This is not intended to be an exhaustive list of such tales but it demonstrates that just in the North East of England alone there is a rich hoard of serpent lore and this reflects England as a whole and other parts of the Germanic and Aryan world. According to Joyce Tally Lionarons in The Medieval Dragon. The Nature of the Beast in Germanic Literature (1998) there is even a Proto-Indo-European verb, *ghen to denote the action of slaying a dragon so we may infer from this that the entire concept goes back to Indo-European prehistory. The correct native English term is worm or wyrm from the Old English wyrm. Dragon however is ultimately a Latin word from which the Old English draca is derived. The Old Norse ormr is very similar to wyrm. These terms can be used for either 'serpent/snake' or 'dragon'.
Of course ultimately these dragon or serpent slaying heroes may be traced back to *Thunaraz in the Germanic world and His Indo-Aryan cognate Indra.
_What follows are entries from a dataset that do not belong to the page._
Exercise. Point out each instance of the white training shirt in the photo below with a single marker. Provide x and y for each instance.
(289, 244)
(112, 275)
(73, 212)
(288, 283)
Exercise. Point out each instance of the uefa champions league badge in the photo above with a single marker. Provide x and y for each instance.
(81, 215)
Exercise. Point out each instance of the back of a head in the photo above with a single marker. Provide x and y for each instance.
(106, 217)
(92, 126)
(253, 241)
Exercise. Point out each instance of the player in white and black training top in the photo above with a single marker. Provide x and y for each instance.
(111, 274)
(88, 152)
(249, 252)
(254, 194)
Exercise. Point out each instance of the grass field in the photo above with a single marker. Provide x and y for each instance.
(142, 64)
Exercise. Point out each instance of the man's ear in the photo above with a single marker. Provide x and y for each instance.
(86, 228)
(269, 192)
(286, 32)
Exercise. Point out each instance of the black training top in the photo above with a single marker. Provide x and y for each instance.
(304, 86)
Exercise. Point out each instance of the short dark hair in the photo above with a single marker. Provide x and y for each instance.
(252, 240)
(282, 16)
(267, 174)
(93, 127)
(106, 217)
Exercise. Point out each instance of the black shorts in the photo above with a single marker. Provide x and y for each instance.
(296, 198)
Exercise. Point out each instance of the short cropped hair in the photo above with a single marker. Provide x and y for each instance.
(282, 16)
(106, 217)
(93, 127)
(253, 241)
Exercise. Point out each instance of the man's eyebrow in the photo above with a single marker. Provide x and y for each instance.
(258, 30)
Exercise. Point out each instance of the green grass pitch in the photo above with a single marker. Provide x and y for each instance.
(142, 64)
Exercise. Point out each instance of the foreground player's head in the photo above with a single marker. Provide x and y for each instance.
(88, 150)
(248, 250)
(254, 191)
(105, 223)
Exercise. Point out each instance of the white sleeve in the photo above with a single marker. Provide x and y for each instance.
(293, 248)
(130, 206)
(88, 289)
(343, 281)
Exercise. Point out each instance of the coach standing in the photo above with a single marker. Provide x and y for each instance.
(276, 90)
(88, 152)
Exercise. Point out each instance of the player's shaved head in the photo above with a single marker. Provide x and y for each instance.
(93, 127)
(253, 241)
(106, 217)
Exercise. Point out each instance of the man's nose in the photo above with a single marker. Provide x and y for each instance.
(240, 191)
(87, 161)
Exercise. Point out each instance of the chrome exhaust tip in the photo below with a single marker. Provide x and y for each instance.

"I WILL declare the manly deeds of Indra, the first that he achieved, the Thunder-wielder. He slew the Dragon, then disclosed the waters, and cleft the channels of the mountain torrents.
"He slew the Dragon lying on the mountain: his heavenly bolt of thunder TvaStar fashioned." (Rig Veda, Hymn XXXII 1,2, Ralph T.H. Griffith translation)
If the Eddas of course we have a number of encounters between Thor and the Midgardsorm, the world serpent who will be the bane of Thor at Ragnarok but who in turn will be slain by Him.
What does all this serpent slaying indicate? Of course we have the traditional interpretation of this as a nature myth of the eternal struggle between light and darkness, day and night and on a certain level this is correct but there is another interpretation which was proposed by the emminent scholar Professor Laurence Austine Waddell. Aryan man thousands of years ago was involved in the eradication of an evil serpent cult which was lunar in type and involved wholscale human sacrifice. Many of the stories contained within the Aryan mythologies describe battles between an incoming and dominant Nordic people who sought to wipe out this cult which it is important to understand was matriarchal, matrilineal, lunar and cthonic. Eventually the patriarchal solar religion of Nordic Aryan man dominated those civilisations which he planted. In The Rise of Man in the Gardens of Sumeria. A Biography of L.A. Wadell (2009) Christine Preston restates the 19th century hypothesis that "human society in the period of 7,000 to 2,000 BC was matriachal, and that a mother-cult with the 'figure of a goddess and dying god' was widespread". She refers to the work of the Lithuanian scholar Marija Gimbutas who speculated that human societies from the Near East to Western Europe were originally matrilineal (The Gods and Goddesses of Europe, 1974 and The Living Goddesses, 1999.) Traces of this matrilineal society may be found amongst the non-Indo-European Basques, Iberians and Picts.